Hey Cubs fans, wake up!! Sorry to rouse you from your early hibernation, but the season is over, so the coast is clear. Unless you’re too depressed to watch playoff baseball, then just go back to sleep.
The Cubs ended their doozy of a season with a win, thanks to the man who fooled us all, “All-Star” Bryan LaHair. The irony of it all is what being a Cubs fan is all about. Joke’s on you, people who bought ‘LaHomer’ shirseys.
And lucky for the Cubs, this whole ‘100+ losses’ thing will follow them around until, well, they win the World Series. Personally, I didn’t think it was such a big deal reaching that milestone. It’s a lot, I get it, but it doesn’t change anything. We already knew they were one of the worst, if not the worst, teams in baseball. And then the players were trying really hard to avoid that 100-loss stigma – as if they weren’t trying hard before.
Now, almost a year after Theo Epstein came riding into Wrigley on his magic carpet, the glisten has worn off a bit on his big, shiny forehead, and his arm is a little tired from constantly holding the phone up to his ear. Someone get that man a Bluetooth.
He was able to essentially skate by for most of the season as the team collapsed in on itself and the fans took it like champs. It was what Epstein prepared them for – the lowest of low expectations. He did some fancy maneuvering at the trade deadline (though we’ll never really know what happened with the Ryan Dempster trade) which has yet to prove worthwhile. To be clear, I think what we gave up was necessary, but in terms of what we got in return, it’s a waiting game. If it weren’t for Anthony Rizzo, Epstein would be pretty screwed.
And what do fans have to look forward to? Ah yes, another season quite similar to this past one. But if Epstein expects the fans to just stick around because it’s their beloved Cubs, he’s sorely mistaken. He’s going to have to have something to show for all this time, or the Cubs can kiss their attendance goodbye.
2014 was a year that was thrown around for a possible contending Cubs team – well, it’s going to be here before Epstein knows it, and if things don’t change by then, he’s going to have a lot more people waiting outside his house than he’s used to.
Don’t get me wrong, I’ve been a The-liever (yeah, I know, terrible) from the start, and I still really do the-lieve that he can turn this club around. But fans have to remember that this guy is also a politician, and I’m sure he’s not averse to telling people what they want to hear.
According to the Chicago Tribune, he told reporters Thursday that ticket prices reflect the value of the Wrigley Field atmosphere, and that ultimately fans will be rewarded with a championship. So, let’s say a typical family on a budget goes to a game once a year. The Cubs lose. They spend $50+ on food and drinks. And when the time comes, they will be watching the World Series games on TV just like everyone else. The ‘value’ is that the Cubs will win – but isn’t that what they’re supposed to do anyway? Should every sports team charge at least $100 a ticket because they could eventually win a championship? And god forbid, what if the Cubs don’t win? Will all those people get their money back? So many questions, yet so little answers.

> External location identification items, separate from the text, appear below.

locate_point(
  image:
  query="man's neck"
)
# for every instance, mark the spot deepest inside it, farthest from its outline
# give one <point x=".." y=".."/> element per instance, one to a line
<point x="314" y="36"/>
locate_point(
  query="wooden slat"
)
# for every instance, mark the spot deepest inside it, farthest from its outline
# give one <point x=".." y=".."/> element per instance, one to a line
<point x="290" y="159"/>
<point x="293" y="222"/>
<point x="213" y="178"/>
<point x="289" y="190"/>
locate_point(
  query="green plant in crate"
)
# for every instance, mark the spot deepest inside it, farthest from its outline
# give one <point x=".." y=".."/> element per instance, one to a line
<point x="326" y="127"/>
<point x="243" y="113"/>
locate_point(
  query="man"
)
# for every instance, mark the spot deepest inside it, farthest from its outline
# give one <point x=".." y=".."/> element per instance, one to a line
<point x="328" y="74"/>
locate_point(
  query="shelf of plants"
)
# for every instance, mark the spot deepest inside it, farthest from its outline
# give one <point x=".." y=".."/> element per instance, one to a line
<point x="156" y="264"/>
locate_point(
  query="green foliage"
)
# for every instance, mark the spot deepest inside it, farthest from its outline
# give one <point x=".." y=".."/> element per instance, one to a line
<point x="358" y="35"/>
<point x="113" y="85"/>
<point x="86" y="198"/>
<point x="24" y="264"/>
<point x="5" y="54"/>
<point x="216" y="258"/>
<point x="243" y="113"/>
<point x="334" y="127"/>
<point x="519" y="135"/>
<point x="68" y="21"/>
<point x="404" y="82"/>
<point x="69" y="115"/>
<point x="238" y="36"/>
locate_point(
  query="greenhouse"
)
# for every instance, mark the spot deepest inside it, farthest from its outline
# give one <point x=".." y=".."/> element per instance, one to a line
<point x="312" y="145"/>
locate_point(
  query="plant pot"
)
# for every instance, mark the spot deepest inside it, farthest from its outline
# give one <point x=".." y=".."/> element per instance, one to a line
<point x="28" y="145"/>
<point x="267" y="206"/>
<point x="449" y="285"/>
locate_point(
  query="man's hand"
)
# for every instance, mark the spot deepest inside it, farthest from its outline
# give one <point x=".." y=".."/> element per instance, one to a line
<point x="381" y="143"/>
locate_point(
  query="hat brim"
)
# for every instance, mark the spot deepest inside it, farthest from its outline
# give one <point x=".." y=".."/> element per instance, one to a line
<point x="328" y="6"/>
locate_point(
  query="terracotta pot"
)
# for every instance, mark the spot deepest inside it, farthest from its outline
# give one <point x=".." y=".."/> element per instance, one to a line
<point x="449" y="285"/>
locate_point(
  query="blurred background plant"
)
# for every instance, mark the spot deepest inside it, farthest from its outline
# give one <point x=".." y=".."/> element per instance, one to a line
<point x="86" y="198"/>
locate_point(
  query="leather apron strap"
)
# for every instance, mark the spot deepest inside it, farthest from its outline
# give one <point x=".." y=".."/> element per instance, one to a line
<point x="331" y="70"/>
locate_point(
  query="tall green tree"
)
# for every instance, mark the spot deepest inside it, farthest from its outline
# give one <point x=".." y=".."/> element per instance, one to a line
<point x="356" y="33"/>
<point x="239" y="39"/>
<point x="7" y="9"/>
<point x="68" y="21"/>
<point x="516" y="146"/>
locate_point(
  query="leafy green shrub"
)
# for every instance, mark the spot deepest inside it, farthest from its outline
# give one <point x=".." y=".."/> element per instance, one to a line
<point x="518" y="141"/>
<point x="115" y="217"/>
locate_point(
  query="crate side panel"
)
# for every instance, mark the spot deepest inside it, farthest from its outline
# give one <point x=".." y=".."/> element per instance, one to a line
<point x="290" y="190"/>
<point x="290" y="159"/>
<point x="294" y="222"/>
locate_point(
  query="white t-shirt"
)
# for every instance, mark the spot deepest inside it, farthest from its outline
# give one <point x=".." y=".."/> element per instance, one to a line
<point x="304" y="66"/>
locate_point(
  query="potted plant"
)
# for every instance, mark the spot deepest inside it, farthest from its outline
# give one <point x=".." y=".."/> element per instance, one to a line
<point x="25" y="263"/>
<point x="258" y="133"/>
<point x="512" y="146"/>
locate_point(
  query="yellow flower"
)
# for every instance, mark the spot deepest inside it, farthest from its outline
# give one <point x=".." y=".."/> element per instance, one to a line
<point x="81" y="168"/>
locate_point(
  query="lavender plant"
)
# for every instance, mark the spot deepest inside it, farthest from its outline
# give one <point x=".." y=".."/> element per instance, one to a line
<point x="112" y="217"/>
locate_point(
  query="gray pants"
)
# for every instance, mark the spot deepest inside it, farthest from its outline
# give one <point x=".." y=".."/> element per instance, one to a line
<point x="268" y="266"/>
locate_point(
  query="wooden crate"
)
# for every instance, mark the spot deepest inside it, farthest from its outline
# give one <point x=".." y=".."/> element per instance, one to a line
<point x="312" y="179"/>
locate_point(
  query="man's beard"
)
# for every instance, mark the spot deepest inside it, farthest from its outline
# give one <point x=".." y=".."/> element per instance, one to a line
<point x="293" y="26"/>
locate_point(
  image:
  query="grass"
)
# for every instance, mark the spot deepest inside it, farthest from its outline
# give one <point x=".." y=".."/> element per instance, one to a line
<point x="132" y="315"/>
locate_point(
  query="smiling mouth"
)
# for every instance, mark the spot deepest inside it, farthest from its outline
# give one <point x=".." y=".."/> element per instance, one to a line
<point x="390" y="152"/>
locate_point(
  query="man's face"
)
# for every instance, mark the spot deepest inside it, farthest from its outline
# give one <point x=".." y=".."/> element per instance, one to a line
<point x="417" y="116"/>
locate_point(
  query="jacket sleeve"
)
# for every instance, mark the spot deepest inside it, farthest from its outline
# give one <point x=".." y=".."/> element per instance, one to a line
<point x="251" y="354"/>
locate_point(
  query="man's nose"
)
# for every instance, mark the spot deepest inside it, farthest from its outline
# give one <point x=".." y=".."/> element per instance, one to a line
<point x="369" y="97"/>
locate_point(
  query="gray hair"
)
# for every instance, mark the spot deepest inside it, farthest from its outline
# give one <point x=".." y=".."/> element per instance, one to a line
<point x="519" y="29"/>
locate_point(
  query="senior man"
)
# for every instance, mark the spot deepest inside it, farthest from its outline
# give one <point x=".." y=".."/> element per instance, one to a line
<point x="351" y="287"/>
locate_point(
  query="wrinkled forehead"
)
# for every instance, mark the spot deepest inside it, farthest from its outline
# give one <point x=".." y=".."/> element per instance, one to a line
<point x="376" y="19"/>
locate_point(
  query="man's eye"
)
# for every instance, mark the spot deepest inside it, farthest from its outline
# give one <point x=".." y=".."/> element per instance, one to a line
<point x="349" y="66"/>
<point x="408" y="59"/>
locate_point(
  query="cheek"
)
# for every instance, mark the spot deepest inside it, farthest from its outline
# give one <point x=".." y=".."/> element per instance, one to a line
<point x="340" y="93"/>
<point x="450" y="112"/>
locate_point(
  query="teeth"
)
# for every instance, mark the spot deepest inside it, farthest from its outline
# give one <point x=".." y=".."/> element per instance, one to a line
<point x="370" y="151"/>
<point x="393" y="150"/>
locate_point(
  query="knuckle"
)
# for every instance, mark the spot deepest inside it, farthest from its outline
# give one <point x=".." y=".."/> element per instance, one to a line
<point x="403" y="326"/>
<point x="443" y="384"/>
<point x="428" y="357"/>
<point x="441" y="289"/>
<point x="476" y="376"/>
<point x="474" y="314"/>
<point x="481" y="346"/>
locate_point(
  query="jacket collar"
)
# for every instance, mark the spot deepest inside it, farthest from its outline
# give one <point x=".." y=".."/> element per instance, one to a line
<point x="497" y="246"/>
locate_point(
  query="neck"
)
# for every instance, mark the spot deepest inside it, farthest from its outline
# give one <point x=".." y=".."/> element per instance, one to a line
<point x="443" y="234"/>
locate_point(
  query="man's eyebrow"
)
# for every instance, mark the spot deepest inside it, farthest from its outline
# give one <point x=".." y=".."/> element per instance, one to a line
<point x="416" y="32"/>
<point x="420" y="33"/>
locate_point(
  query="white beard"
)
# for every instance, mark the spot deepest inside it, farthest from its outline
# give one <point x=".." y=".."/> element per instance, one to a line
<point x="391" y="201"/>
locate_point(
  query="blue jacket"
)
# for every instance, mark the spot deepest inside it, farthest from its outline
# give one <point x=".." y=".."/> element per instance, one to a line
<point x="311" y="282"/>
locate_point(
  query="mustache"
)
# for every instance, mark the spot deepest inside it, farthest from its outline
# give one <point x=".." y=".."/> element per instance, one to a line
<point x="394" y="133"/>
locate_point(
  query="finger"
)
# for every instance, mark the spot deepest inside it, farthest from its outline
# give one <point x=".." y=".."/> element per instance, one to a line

On the field, the task of filling the team’s voids seem daunting, especially on the mound. Matt Garza will likely be traded when he’s healthy, and the only other possible championship-caliber pitcher the Cubs have is Jeff Samardzija, though even that is a huge question mark. If the Cubs don’t acquire some decent young pitchers this offseason, which is their biggest need, there’s going to be a big problem.
After the worst season in recent memory, there’s more pressure than ever to right the ship, and with Epstein at the helm, the team should fare much better in the future. But talk is cheap, and Cubs fans, while outwardly patient and optimistic, are deep down quite restless. Let’s just say this offseason will tell a more potent story than the 2012 season ever did.